Генка проверяет порядок в своем рюкзаке, на минуту отрывается от этого занятия и отрицательно качает головой.

— Шатром крытый дом-то, на крыше — косач, от ветра поворачивался. Марфа им любовалась все. А то иду, бывало, с делянки, а она, Марфа-то моя, стоит у ворот, поджидает…

Его никто не слушал, отдаваясь радостному ощущению свободы, оторванности от заводских и семейных забот. Смеркалось быстро. Вышла луна. Засияли звезды. В свете подфарников — лица и руки. Бряканье кружек:

— За удачу!

— Ни пуха…

— Генка, оглох, что ли?

— Померла Марфа-то, похоронили добрые люди… — слова тонут в гаме.

Кому-то уже хочется петь.

— Иван, «Рощу»!

— У меня классный диск есть! — встает Генка.

— Пошел ты со своим диском… Старинку надо.

— Старинку, Иван Демьяныч!

Малахов куражится, но недолго, и, к всеобщему удовольствию, хрипловато, врастяг выводит:

Он поет о белой пороше, о поднятом собаками звере. Ему подтягивают, «гонят», изображают вой зверя, «трубят». Эхо множит голоса.

Размягченные лица в свете костра покачиваются в такт. Изломанная тень огромной лиственницы на матовой, искрящейся призрачным светом поляне придает картине фантастический вид. Когда смолкают голоса, неожиданно тихий тенорок Игони звучит резким контрастом:

Утром охотники наскоро пьют чай и, не теряя времени, отправляются. Малахов охает, стучит кулаком по голове: «Пила, так боли».





— Поправить? — заботливо спрашивает Игнат, достает четвертинку и отмеривает половину в кружку. Остатки затыкает, кладет в карман и напутствует Малахова:

— По хребту правь, Ваня, по релкам — глухарь должен быть беспременно. После ключами в клюквенное болото спустись, рябков добудешь.

Игоня идет последним. Через бурьян продирается к едва заметной тропке и по ней скрывается в мелком осиннике.

Там он остановился, огляделся и прислушался. Снял кепку, приставил ружье к осинке и скинул рюкзак. Сел и расстелил перед собой, на едва приметный холмик, белую тряпицу. Обобрал палый лист вокруг и сложил руки на коленях.

— Ну вот, Марфуша, я и прикатил к тебе. А за прошлый раз не сердись, случай не выпал. Мастер-то мне: «Игнат Петрович, выручай, окромя тебя некому сделать». Работа, видишь, тонкая. Как тут откажешь? Уважает он меня за это крепко, Пал-то Иваныч. И другие тоже. Не помню, говорил, нет ли — орден мне дали. Директор со мной за руку. А Перфильевна, что на свадьбе от тебя по праву руку сидела, жива еще, а других никого уж нет. К ней хожу, чай пьем, беседуем. Помнишь, как она славно «тега, гуси», пела? Попрошу — и теперь поет.

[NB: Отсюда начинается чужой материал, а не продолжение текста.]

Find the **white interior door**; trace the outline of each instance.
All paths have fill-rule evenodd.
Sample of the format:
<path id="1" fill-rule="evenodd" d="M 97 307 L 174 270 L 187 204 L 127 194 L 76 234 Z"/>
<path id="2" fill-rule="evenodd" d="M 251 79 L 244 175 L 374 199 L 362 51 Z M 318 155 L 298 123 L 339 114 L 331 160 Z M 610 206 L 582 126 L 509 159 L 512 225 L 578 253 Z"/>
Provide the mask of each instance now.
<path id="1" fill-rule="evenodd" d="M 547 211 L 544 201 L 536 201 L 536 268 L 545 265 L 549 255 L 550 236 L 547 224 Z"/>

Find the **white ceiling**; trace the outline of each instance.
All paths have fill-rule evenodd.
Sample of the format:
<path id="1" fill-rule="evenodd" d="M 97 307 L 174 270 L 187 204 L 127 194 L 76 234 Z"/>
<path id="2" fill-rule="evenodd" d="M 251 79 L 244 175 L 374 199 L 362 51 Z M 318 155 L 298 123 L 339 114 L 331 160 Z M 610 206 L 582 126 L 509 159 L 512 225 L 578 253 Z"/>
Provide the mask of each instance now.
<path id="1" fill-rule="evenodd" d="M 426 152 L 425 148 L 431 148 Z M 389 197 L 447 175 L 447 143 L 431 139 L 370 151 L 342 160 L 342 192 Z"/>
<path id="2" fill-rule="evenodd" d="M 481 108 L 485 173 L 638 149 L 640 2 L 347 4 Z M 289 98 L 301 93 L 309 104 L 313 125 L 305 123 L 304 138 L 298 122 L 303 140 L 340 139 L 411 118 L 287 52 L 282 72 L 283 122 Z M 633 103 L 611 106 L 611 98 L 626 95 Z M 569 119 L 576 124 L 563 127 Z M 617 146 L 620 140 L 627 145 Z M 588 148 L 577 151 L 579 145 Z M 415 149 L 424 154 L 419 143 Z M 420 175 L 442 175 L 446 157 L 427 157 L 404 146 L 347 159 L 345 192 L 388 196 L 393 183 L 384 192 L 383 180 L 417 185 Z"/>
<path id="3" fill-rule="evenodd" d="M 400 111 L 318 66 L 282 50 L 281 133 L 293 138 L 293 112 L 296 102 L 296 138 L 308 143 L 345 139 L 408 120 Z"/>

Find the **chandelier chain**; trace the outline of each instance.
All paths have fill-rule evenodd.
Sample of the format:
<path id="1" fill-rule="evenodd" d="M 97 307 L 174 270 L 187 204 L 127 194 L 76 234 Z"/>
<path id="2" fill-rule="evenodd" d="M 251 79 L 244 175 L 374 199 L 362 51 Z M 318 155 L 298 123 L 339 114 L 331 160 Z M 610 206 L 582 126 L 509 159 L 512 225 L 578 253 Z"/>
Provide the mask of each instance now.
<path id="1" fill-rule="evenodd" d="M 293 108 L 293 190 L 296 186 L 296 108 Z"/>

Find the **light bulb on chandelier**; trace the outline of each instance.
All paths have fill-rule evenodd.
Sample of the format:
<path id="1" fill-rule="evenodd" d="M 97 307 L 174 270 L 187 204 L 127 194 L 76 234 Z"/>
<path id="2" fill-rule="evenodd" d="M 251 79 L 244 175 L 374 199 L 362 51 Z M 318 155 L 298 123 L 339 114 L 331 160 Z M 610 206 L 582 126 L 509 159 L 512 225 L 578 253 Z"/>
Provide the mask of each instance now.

Говорил он медленно, с большими остановками, перебирая не спеша просеянные много раз мысли.

— Все бы оно ничего, да тоскливо без тебя. И жалко тоже, что никого у нас с тобой нету. Мало пожили. Одиннадцать деньков всего-то. Вроде бы как солнышко из-за тучи вышло, ослепило — и нет его. А после яркого свету еще темнее, холоднее и глуше.

Игнат плеснул из четвертинки в кружку, глотнул, остатки выплеснул перед собой.

— А насчет женщин или чего такого ты и в голову себе не бери. Сколь ни гляжу, а лучше тебя нету. Письма твои храню. На одном только, которое сажей писано, слов незнатко стало. Но я их и так помню. Она, Перфильевна-то, обсказала, как вы, бабы, в стынь лютую тут лес валили да вытаскивали на себе. И как ты в снег посунулась… И письмо просила написать от себя будто: «Здравствуй, свет мой Игонюшка! Во-первых строках сообщаю, что жива-здорова…»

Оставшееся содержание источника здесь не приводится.